The Weight of Oaths
Day Two, Year Unknown
Though you are not precisely enthused to be leaving the six foot long flesh-eating beast on the deck with nothing but the strange doctor to keep it from the sailors, and the sailors from him, you
do have other duties to see to also. The cat may be sleeping the slumber of the properly satiated, but you cannot say the same of your men. They had followed you into the Holy Land, they had fought and they died for what you thought would be the absolution of all your sins, and then they had followed you into whatever
this is.
Can't set things on Tom's shoulders alone, for all he'd never complain.
***
Tom Woodsworth is the sort of man you would trust to lead your prize horse through a raging river and come out with him on the other side, like as not dry because old Tom had carried it across on his back. Stern with the rest of the company, but not cruel with it and willing to take on all the hardships right along with the rest, to which the stitches on his quilted shirt and the dents in his helm tell more than words ever could. Just about the only piece of kit on him that looks new is his shield, and that is because it is, carved out of cedar wood and painted in your colors with bright eastern dyes after the had lost the last one in battle.
On seeing you he bows his head with a respectful "Milord," before adding in a painfully neutral tone. "Saw that there was a new critter on deck..."
and I am worried you are going to get your face torn off, hung unsaid between you. Judging from the whispering and the rustling all about from the rest of your men it is not an uncommon concern.
"Damnedest thing it is, a cat with a fish's tail," you reply with what you hope is a reassuring smile. "Now we can all say we've seen a mermaid, even if it wasn't the kind they make tavern songs about."
That gets a few laughs from the back, James Tanner and young Luc were the only ones doing it wholeheartedly, but you see a lot of smiles flashing in the dark, smiles pondering over what they will say to amaze the village boys over a coffer of wine or a tankard of ale.
Assuming you ever get back, a dark voice whispers in the back of your mind.
As though he had somehow heard the words, or in truth maybe seen something in your face, Luc speaks up, his voice cracking a little, sending an embarrassed flush over his pale cheeks like wildfire. "Begging your pardon milord, but we heard some of the sailors talking..."
"Should have spent less time listening to all the jabber," Tom growls, but the boy is not deterred for once.

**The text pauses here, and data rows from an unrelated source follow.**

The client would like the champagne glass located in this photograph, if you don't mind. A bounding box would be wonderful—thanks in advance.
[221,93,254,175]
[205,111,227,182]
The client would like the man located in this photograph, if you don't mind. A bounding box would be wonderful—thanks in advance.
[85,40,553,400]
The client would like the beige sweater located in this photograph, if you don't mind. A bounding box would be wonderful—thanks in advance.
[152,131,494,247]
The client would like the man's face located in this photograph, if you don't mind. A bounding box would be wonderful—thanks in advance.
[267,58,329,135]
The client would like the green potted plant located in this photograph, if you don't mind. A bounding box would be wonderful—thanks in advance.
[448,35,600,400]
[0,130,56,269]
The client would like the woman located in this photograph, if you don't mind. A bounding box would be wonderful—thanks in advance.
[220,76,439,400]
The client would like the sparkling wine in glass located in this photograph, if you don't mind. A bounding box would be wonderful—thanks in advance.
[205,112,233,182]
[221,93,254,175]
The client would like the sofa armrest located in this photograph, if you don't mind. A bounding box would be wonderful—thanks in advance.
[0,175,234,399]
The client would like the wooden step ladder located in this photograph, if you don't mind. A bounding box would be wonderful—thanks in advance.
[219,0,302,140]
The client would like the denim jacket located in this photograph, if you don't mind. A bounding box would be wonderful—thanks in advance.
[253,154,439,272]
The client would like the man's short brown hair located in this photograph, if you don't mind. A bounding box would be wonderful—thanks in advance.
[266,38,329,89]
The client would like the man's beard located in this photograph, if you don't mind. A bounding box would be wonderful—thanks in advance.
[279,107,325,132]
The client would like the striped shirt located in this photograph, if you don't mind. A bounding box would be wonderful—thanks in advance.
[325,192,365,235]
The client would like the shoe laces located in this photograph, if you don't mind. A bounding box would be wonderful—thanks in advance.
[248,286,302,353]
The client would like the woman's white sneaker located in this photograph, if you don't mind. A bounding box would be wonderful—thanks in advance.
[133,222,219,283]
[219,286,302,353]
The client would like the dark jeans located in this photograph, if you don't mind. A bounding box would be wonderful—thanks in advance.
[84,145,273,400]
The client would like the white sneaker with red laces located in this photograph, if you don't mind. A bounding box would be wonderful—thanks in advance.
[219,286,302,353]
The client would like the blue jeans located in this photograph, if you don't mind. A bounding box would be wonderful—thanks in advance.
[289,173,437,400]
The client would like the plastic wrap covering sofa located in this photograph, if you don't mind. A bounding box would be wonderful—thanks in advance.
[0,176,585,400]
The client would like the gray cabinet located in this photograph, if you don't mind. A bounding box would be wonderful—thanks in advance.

"And they were saying the Captain was spending an awful long time locked in his cabin with that strange bearded fellow, one of them was even saying he had caught something and needed a leech, but another one... T'was that Marco who said that we were cursed by God and... well he was saying that we had lost our way in the storm and that was why the Captain was so keen on looking at the maps. We aren't though milord, lost I mean?" His tone is painfully earnest, the answer he is hoping for writ clear upon his face and not just his. The others may have more caution about speaking up than a boy barely six and ten, but they want to know they are safe on the way home just as well.
Alas that giving them that answer would be a lie, and the truth would be a frightful thing to swallow. You can barely wrap your head around it, so how can you tell them? Yet on the other side of the scales how can you not? They have followed you into the maw of war and death and here you are contemplating offering lies and false comfort.
What do you reply?
[] The truth, if not the frightful whole of it. We are lost, but the Captain is doing all he can to get us back on a proper heading
[] Lie, between the storm and the broken mast it will take us longer to make port in Sicily, but we are on the right path for it
[] Write in
OOC: I will be accepting suggestions for the sheets of the men-at-arms if anyone is interested.